Après l'évaluation, 4 possibilités sont ouvertes :
   - Classement sans suite dans le cas où le danger n'est pas avéré.
   - Suivi social et/ou protection maternelle infantile
   - Intervention au titre de l'Aide Sociale à l'Enfance mandatée par l'inspecteur de l'ASE (mesures éducatives, proposition de placement etc.)
   - S'il se confirme que l'enfant est en danger et/ou que la famille n'adhère pas à l'intervention du service, l'inspecteur signale la situation de l'enfant au Procureur de la République
   - Sur le plan judiciaire
   Le signalement prendra une tournure judiciaire lorsque le mineur se met lui même en danger ou dans le cadre de la délinquance (le mineur en cause paraît avoir été victime d'une infraction pénale portant atteinte à sa personne dans son intégrité physique et morale (violences, agressions sexuelles etc.)
   Ce signalement est adressé au Procureur de la République du Tribunal de Grande Instance qui pourra décider d'aviser le juge des enfants de la situation.

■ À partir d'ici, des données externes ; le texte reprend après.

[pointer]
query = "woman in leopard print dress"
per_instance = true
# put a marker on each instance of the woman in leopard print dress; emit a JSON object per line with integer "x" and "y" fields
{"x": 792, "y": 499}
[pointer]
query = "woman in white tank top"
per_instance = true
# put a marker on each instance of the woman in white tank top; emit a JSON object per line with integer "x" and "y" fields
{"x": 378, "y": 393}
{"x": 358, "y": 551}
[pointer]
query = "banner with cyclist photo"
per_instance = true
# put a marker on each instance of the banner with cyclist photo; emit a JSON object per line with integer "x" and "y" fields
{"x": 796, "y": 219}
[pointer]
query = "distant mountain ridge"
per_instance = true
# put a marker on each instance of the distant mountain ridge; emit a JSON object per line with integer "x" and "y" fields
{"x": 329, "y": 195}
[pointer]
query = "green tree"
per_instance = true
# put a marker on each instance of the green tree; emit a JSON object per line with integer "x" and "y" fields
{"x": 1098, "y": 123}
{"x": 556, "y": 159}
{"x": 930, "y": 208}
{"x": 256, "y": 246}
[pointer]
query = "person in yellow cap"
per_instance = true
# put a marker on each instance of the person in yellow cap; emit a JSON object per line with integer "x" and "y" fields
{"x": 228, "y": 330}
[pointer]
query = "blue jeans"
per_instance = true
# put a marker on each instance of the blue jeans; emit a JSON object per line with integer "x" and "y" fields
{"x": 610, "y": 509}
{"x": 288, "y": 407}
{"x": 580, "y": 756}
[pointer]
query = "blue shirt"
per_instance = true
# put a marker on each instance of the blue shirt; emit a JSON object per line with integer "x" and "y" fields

Le juge pourra alors opter pour une mesure d’assistance éducative en milieu ouvert et désigner une personne ou un service pour apporter aide et conseil à la famille.
Il peut aussi subordonner le maintien de l’enfant dans son milieu à des obligations particulières (ex : fréquenter un établissement sanitaire ou d’éducation, etc.).
En dernier recours, le juge peut retirer l’enfant de son milieu et le placer. Mais les liens avec la famille doivent être maintenus dans la mesure du possible.
Quelle que soit la mesure prise, les parents restent titulaires de l'autorité parentale et peuvent faire appel de la décision Dans le cadre d’un signalement au sein de la famille, les conseils et l’aide d’un avocat sont donc essentielles pour agir.